Da alcune settimane abbiamo avviato un corso di Yoga e meditazione presso il carcere di Rebibbia a Roma, un progetto nato dall’intento di condividere la pratica con chi, pur avendone bisogno, non ha possibilità di accedervi. La visione del film-documentario Doing Time Doing Vipassana, che documenta l’introduzione della meditazione in un carcere indiano, ci ha fornito l’ispirazione iniziale e ci porto’ a realizzare un corso di meditazione nel 2010 nel carcere di Regina Coeli. Fu un’esperienza intensa e utile per i detenuti che lo seguirono e anche per gli insegnanti che lo guidarono. Oggi quella esperienza trova il suo proseguimento nel progetto Rebibbia.
Il progetto Rebibbia, portato avanti in forma di volontariato, è stato accolto con interesse dai responsabili del carcere, che ci hanno affidato il reparto di Alta Sicurezza della sezione femminile.

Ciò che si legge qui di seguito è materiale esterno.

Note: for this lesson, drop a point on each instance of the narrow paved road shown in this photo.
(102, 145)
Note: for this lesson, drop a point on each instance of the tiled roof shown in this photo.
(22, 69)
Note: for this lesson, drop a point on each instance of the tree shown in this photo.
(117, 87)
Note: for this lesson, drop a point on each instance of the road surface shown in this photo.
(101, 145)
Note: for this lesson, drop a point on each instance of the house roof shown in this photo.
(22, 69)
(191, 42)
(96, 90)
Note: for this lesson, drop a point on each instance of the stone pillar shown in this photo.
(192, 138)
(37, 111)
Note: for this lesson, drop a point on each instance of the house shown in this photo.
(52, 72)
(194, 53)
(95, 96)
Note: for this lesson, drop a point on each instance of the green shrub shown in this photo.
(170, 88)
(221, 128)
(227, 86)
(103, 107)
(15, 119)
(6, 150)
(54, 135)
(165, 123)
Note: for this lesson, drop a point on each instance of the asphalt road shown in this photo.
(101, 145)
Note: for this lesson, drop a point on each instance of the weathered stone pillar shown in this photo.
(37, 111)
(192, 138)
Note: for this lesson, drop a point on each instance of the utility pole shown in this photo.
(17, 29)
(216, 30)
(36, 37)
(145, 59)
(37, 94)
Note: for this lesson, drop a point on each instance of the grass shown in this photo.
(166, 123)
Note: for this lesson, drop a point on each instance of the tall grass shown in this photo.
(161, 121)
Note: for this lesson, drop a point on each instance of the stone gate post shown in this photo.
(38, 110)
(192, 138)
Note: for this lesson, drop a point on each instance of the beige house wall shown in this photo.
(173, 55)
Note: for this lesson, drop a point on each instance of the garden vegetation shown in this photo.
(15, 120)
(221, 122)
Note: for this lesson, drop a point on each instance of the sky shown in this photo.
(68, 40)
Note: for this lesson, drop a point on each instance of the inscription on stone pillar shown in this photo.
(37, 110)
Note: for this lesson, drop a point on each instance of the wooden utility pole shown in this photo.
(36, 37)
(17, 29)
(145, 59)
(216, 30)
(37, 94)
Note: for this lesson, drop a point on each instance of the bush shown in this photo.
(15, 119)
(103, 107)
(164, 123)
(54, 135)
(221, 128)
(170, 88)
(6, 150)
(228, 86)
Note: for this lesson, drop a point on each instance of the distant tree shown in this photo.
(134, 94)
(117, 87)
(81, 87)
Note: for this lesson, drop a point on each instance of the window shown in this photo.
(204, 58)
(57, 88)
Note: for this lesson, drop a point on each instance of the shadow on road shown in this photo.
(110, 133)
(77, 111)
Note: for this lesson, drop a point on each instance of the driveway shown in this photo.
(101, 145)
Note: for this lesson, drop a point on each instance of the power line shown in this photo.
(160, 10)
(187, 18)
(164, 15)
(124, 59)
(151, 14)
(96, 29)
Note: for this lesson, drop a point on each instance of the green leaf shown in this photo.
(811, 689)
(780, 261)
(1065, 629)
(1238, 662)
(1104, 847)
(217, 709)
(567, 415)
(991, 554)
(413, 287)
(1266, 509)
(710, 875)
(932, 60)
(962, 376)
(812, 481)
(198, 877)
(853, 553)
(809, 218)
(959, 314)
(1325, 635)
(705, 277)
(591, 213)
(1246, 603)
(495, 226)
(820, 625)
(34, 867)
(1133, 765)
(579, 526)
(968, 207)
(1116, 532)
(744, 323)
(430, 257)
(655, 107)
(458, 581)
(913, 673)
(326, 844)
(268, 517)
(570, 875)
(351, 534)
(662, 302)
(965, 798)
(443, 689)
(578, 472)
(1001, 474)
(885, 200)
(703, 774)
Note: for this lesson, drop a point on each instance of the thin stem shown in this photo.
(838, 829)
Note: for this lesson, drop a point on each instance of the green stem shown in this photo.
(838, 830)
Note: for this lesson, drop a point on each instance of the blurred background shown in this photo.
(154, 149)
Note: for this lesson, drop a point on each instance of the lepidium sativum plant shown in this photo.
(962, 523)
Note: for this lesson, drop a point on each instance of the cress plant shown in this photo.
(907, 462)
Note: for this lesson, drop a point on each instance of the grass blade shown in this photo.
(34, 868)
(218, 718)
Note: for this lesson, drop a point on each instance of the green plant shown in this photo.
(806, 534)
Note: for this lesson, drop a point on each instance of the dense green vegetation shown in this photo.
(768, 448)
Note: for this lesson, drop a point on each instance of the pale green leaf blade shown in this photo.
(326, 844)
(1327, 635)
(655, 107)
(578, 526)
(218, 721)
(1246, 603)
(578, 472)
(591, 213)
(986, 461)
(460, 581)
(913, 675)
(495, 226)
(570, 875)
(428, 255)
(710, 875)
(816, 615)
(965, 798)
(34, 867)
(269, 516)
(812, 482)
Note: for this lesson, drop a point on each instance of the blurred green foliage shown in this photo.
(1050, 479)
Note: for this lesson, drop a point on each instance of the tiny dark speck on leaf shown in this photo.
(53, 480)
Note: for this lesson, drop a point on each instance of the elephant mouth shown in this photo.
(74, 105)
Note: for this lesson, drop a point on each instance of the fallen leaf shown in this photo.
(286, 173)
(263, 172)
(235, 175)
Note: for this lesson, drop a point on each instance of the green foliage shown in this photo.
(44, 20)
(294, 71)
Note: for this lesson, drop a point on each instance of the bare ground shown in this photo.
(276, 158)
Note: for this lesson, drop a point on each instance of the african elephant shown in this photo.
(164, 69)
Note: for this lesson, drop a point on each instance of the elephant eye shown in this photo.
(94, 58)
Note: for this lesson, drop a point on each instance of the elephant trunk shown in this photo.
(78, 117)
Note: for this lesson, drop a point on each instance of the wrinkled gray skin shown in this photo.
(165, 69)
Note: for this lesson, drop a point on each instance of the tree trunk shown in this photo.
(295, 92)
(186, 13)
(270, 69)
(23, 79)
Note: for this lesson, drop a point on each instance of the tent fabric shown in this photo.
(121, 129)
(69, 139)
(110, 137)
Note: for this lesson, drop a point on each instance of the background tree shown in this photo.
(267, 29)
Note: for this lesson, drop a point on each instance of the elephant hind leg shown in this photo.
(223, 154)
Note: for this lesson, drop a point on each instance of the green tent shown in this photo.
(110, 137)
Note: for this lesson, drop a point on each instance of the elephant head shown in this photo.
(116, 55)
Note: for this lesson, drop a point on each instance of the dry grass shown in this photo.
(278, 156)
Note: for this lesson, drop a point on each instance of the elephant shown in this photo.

Il reparto è in un piccolo fabbricato indipendente, all’interno del complesso carcerario ma distaccato dalle altre sezioni. Per motivi di sicurezza, alle detenute non è permesso lavorare all’interno del complesso (in cucina, in biblioteca ecc.), come invece è possibile per le altre sezioni, e le attività loro offerte sono molto ridotte.
Ne risulta un isolamento particolarmente marcato, al quale si affianca una continua invasione degli spazi personali da parte delle compagne di detenzione, delle regole carcerarie, dei sistemi di sicurezza. Si respira un senso di compressione e ristagno.
Il corso, nonostante si svolga fuori sede e con particolari accortezze, è a tutti gli effetti un corso dell’Associazione. C’è un nucleo di detenute che praticano regolarmente, altre si affacciano saltuariamente; c’è curiosità e rispetto per la pratica, sia da parte delle partecipanti che della sicurezza; durante la classe non ci sono interruzioni, dopo c’è un momento di condivisione, uno spazio per elaborare e decantare quanto avvenuto in classe, e per riaccostarsi alla routine quotidiana tenendo acceso quanto vissuto in classe.
Le detenute praticano per un’ora, una volta alla settimana; la pratica è per loro un contenitore sicuro e libero da pressioni, in cui recuperare un contatto intimo con se stesse. Un momento di disintossicazione — fisica, emotiva, mentale. Uno strumento per ricercare, nel contatto con il proprio corpo, un senso di stabilità e silenzio interiore, per fare spazio tra i grovigli mentali ed emotivi, particolarmente pressanti nella loro condizione.